Currently, on our branch-0.8, I believe @mlahir1 's code will error. The PR rapidsai/cudf#1882 should resolve the error when it merges.

However, when I run the example code with cuDF built on that PR, I also see it taking an incredibly long time (eventually finishing).

The equivalent pandas/dask.dataframe code takes no time at all:

import pandas as pd
import dask.dataframe as dd

df = pd.DataFrame()
df['key'] = [i for i in range(10000)]
df['val'] = [i for i in range(10000)]
df['val1'] = [i for i in range(10000)]
df['mult'] = df['key'] * df['val']

ddf = dd.from_pandas(df, npartitions=2)
----
%time ddf.groupby(['key', 'val']).mult.mean().compute()
CPU times: user 60 ms, sys: 8 ms, total: 68 ms
Wall time: 47.7 ms
kkraus14 commented 5 years ago

@beckernick is it the from_cudf call taking a long time or the actual ops underneath running in Dask?

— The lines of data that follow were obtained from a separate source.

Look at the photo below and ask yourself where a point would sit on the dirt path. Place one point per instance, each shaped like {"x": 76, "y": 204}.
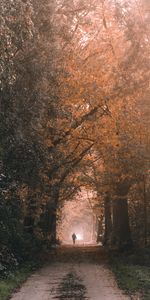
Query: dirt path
{"x": 73, "y": 274}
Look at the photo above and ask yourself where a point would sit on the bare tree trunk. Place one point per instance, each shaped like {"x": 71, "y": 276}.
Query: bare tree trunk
{"x": 121, "y": 228}
{"x": 52, "y": 212}
{"x": 145, "y": 211}
{"x": 108, "y": 221}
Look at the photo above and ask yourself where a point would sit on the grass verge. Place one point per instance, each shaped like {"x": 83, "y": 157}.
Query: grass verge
{"x": 15, "y": 280}
{"x": 133, "y": 272}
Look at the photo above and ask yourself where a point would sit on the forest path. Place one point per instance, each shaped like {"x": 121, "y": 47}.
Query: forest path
{"x": 73, "y": 273}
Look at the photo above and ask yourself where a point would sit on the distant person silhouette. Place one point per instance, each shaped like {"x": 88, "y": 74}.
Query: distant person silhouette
{"x": 74, "y": 237}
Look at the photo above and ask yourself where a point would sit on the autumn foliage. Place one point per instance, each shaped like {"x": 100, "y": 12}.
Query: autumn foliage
{"x": 74, "y": 112}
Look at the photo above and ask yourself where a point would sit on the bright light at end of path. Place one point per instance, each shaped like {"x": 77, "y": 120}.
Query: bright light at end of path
{"x": 79, "y": 237}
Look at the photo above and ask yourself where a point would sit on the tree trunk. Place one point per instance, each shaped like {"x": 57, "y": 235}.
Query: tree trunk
{"x": 121, "y": 228}
{"x": 108, "y": 221}
{"x": 52, "y": 213}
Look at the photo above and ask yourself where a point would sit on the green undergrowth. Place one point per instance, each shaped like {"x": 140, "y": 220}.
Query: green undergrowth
{"x": 132, "y": 271}
{"x": 15, "y": 279}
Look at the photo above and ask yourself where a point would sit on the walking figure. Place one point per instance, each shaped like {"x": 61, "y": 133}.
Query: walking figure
{"x": 74, "y": 237}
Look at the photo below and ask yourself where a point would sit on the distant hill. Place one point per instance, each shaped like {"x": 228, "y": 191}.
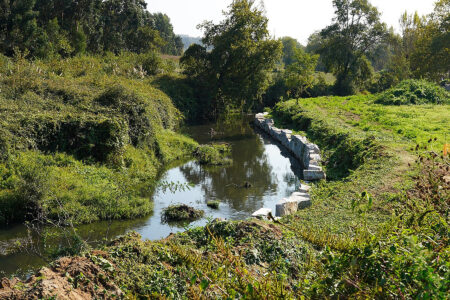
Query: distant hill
{"x": 189, "y": 40}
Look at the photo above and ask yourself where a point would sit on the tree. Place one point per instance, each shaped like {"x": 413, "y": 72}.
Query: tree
{"x": 430, "y": 57}
{"x": 242, "y": 56}
{"x": 173, "y": 43}
{"x": 300, "y": 74}
{"x": 290, "y": 46}
{"x": 356, "y": 30}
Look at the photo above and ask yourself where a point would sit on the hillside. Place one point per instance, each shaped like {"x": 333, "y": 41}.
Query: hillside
{"x": 94, "y": 135}
{"x": 379, "y": 227}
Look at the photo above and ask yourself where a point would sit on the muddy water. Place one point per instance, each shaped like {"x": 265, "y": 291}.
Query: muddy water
{"x": 266, "y": 165}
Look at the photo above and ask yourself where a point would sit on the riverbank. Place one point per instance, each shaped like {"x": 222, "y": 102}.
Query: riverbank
{"x": 82, "y": 139}
{"x": 369, "y": 225}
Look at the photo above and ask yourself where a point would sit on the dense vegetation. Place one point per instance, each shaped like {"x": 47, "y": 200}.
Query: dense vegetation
{"x": 414, "y": 92}
{"x": 83, "y": 139}
{"x": 379, "y": 229}
{"x": 64, "y": 28}
{"x": 90, "y": 142}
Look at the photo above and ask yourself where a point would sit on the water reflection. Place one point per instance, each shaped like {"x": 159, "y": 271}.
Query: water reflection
{"x": 266, "y": 165}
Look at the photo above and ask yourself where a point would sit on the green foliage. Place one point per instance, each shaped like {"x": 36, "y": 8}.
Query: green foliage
{"x": 48, "y": 28}
{"x": 151, "y": 63}
{"x": 430, "y": 55}
{"x": 414, "y": 92}
{"x": 235, "y": 73}
{"x": 290, "y": 50}
{"x": 216, "y": 154}
{"x": 172, "y": 146}
{"x": 344, "y": 44}
{"x": 181, "y": 212}
{"x": 300, "y": 73}
{"x": 96, "y": 145}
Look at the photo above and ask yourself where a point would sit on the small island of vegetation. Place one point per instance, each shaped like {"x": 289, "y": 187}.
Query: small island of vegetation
{"x": 93, "y": 99}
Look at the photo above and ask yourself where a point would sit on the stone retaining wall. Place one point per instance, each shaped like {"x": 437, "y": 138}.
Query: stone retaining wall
{"x": 307, "y": 153}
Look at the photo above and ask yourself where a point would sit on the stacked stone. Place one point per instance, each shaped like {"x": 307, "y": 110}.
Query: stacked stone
{"x": 288, "y": 206}
{"x": 307, "y": 153}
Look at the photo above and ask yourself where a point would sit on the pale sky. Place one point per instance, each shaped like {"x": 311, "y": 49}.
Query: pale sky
{"x": 295, "y": 18}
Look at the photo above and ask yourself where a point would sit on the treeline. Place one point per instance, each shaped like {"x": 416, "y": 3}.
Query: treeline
{"x": 363, "y": 54}
{"x": 246, "y": 67}
{"x": 46, "y": 28}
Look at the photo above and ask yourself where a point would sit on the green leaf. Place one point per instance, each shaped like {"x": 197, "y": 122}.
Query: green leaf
{"x": 204, "y": 284}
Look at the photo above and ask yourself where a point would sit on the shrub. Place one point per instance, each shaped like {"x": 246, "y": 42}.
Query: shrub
{"x": 151, "y": 63}
{"x": 414, "y": 92}
{"x": 181, "y": 212}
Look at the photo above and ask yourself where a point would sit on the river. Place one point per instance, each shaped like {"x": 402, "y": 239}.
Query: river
{"x": 272, "y": 172}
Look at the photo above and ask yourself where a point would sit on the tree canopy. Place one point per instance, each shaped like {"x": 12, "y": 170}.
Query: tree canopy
{"x": 68, "y": 27}
{"x": 237, "y": 68}
{"x": 355, "y": 31}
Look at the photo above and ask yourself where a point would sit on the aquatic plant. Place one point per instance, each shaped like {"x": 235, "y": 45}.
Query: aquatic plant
{"x": 181, "y": 212}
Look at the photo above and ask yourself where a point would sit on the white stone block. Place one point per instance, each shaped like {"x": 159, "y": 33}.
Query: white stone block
{"x": 304, "y": 188}
{"x": 262, "y": 213}
{"x": 286, "y": 207}
{"x": 303, "y": 200}
{"x": 315, "y": 157}
{"x": 312, "y": 175}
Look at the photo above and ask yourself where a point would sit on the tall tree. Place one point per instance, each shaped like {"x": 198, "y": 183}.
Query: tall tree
{"x": 300, "y": 73}
{"x": 290, "y": 46}
{"x": 355, "y": 31}
{"x": 242, "y": 55}
{"x": 430, "y": 57}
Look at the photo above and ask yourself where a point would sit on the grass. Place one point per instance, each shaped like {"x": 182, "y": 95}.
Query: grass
{"x": 378, "y": 229}
{"x": 181, "y": 212}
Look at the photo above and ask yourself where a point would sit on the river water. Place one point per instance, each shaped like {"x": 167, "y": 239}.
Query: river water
{"x": 272, "y": 172}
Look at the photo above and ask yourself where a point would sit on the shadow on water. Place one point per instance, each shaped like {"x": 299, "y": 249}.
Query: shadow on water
{"x": 272, "y": 172}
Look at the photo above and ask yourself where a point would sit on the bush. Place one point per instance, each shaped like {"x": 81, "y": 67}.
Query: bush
{"x": 181, "y": 212}
{"x": 414, "y": 92}
{"x": 216, "y": 155}
{"x": 151, "y": 63}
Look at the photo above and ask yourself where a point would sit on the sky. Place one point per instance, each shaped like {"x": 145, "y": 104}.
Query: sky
{"x": 295, "y": 18}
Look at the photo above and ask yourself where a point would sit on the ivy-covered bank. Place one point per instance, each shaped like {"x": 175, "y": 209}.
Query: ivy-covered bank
{"x": 83, "y": 138}
{"x": 377, "y": 229}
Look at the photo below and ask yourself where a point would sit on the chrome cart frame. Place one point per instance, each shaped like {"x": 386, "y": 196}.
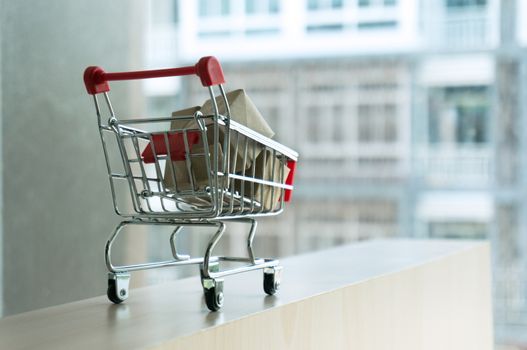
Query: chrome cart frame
{"x": 193, "y": 170}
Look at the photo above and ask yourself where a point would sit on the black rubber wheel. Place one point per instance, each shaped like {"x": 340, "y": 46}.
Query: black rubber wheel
{"x": 214, "y": 297}
{"x": 270, "y": 285}
{"x": 111, "y": 292}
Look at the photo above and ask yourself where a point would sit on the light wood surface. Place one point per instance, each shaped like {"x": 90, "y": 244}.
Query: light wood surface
{"x": 390, "y": 294}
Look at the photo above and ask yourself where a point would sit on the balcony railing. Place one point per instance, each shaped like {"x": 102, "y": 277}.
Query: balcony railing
{"x": 460, "y": 31}
{"x": 455, "y": 166}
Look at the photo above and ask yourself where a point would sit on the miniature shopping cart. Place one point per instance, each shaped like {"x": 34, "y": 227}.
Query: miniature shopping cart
{"x": 193, "y": 170}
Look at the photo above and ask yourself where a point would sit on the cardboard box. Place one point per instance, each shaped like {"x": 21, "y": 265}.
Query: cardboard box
{"x": 198, "y": 170}
{"x": 267, "y": 168}
{"x": 244, "y": 112}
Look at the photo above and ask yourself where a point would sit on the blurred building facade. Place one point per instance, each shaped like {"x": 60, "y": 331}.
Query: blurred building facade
{"x": 408, "y": 116}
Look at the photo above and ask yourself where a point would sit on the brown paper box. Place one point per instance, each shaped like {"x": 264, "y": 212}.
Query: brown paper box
{"x": 198, "y": 170}
{"x": 243, "y": 111}
{"x": 263, "y": 170}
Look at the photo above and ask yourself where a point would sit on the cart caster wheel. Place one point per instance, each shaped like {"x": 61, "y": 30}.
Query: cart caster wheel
{"x": 213, "y": 267}
{"x": 117, "y": 291}
{"x": 213, "y": 290}
{"x": 272, "y": 279}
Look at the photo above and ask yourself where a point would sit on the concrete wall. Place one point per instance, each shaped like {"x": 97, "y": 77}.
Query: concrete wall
{"x": 57, "y": 209}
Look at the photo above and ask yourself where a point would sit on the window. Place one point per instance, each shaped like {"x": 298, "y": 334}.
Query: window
{"x": 314, "y": 5}
{"x": 458, "y": 115}
{"x": 377, "y": 123}
{"x": 368, "y": 3}
{"x": 211, "y": 8}
{"x": 262, "y": 6}
{"x": 376, "y": 25}
{"x": 465, "y": 3}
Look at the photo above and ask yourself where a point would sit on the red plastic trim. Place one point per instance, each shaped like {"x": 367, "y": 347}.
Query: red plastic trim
{"x": 176, "y": 144}
{"x": 208, "y": 69}
{"x": 94, "y": 80}
{"x": 291, "y": 164}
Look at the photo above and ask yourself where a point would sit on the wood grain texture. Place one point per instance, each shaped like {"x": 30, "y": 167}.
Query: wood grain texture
{"x": 377, "y": 295}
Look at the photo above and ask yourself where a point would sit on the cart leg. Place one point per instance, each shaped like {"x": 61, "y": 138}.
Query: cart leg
{"x": 212, "y": 287}
{"x": 213, "y": 291}
{"x": 118, "y": 284}
{"x": 250, "y": 239}
{"x": 173, "y": 237}
{"x": 272, "y": 276}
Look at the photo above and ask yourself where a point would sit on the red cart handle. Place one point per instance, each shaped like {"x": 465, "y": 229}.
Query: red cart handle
{"x": 208, "y": 69}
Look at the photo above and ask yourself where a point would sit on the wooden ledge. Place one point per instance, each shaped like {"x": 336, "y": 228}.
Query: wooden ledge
{"x": 387, "y": 294}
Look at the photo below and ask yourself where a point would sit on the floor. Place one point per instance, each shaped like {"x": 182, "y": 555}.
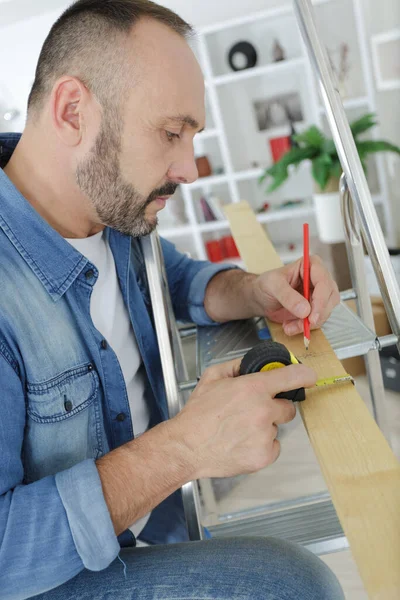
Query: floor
{"x": 296, "y": 473}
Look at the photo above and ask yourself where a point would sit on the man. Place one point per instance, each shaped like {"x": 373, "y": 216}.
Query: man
{"x": 89, "y": 462}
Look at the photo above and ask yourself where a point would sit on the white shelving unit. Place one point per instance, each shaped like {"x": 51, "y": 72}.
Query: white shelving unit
{"x": 231, "y": 147}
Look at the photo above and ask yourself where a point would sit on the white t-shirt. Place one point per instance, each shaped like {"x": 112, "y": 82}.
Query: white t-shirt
{"x": 111, "y": 318}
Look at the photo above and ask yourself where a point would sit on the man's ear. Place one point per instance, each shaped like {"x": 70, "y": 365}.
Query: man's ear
{"x": 68, "y": 100}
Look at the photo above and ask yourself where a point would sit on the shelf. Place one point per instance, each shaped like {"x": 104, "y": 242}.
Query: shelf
{"x": 270, "y": 13}
{"x": 257, "y": 71}
{"x": 207, "y": 133}
{"x": 350, "y": 103}
{"x": 286, "y": 213}
{"x": 248, "y": 174}
{"x": 218, "y": 179}
{"x": 178, "y": 231}
{"x": 206, "y": 181}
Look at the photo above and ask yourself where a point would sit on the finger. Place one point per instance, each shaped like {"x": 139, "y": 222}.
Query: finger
{"x": 276, "y": 450}
{"x": 222, "y": 371}
{"x": 288, "y": 297}
{"x": 284, "y": 411}
{"x": 286, "y": 379}
{"x": 293, "y": 327}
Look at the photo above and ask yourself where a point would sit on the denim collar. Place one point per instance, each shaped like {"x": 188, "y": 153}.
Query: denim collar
{"x": 53, "y": 260}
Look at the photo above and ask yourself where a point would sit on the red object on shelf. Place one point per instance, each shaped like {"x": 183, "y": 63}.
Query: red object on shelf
{"x": 214, "y": 251}
{"x": 279, "y": 147}
{"x": 229, "y": 247}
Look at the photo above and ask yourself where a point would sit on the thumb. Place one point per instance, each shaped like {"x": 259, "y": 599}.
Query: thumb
{"x": 222, "y": 371}
{"x": 290, "y": 299}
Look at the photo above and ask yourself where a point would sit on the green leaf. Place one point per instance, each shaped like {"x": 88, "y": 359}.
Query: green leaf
{"x": 311, "y": 137}
{"x": 373, "y": 146}
{"x": 279, "y": 170}
{"x": 363, "y": 124}
{"x": 321, "y": 169}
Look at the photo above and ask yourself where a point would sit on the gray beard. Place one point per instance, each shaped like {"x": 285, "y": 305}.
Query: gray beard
{"x": 117, "y": 203}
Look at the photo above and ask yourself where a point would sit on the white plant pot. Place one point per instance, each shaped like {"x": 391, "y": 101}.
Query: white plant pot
{"x": 329, "y": 218}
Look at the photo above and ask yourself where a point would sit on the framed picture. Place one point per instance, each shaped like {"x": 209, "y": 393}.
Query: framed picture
{"x": 386, "y": 59}
{"x": 278, "y": 110}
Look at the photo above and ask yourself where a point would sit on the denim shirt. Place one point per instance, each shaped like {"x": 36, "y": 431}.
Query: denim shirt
{"x": 62, "y": 393}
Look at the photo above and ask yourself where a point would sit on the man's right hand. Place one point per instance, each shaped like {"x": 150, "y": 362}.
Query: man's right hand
{"x": 228, "y": 427}
{"x": 230, "y": 423}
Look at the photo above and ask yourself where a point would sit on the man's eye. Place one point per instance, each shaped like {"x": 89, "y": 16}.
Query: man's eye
{"x": 171, "y": 136}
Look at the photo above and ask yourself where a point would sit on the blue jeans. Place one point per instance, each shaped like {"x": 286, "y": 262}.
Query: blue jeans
{"x": 219, "y": 569}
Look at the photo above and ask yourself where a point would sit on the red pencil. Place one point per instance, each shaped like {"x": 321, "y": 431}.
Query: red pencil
{"x": 306, "y": 281}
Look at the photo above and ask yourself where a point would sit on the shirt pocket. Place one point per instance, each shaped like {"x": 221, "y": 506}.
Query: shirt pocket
{"x": 63, "y": 396}
{"x": 64, "y": 422}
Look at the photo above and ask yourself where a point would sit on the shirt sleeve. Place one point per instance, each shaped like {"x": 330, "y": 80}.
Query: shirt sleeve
{"x": 188, "y": 280}
{"x": 51, "y": 529}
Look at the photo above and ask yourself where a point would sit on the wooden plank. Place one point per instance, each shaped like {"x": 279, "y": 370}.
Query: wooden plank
{"x": 361, "y": 472}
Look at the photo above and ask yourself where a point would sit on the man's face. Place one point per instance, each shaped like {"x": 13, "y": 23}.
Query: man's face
{"x": 139, "y": 157}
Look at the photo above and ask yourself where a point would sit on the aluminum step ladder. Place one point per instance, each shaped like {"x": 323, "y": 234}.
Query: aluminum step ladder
{"x": 312, "y": 520}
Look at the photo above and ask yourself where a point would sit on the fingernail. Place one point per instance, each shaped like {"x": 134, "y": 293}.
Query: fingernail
{"x": 315, "y": 319}
{"x": 302, "y": 309}
{"x": 291, "y": 329}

beckernick commented 5 years ago

@kkraus14 the from_cudf call is quick. Profiling it a bit more now.

beckernick commented 5 years ago

@kkraus14 @thomcom , when done in dask-cudf, the masked_assign in the initialization of the groupby takes up an inordinate amount of the time. Within that, cudautils.compact_mask_bytes takes up the most time (and within that, its actually making the mask that takes the most time).

thomcom commented 5 years ago

I have a quick and easy fix using replace instead of masked_assign that improves performance by 50x, but it is still too slow. I'm working on another solution.

thomcom commented 5 years ago

I wrote a better solution that doesn't use replace or masked_assign. Runtime for 7 rows is 600msec, 10k rows is 800msec, and 50m rows is 5sec. PR coming up.

mlahir1 commented 5 years ago

The group-by throws following error after rapidsai/cudf#1896 :

AttributeError: '_DataFrameIlocIndexer' object has no attribute '_getitem_multiindex_arg'

quasiben commented 5 years ago

@mlahir1 can you confirm you have the latest from branch-0.8 ?

mlahir1 commented 5 years ago

I am sure i have latest cudf from branch-0.8. I can try clean building it and testing it again.

Changelog:

thomcom commented 5 years ago

Strange, that issue was resolved by https://github.com/rapidsai/cudf/pull/1882

mlahir1 commented 5 years ago

@thomcom I clean built it and now it works fine. Strange. Thanks.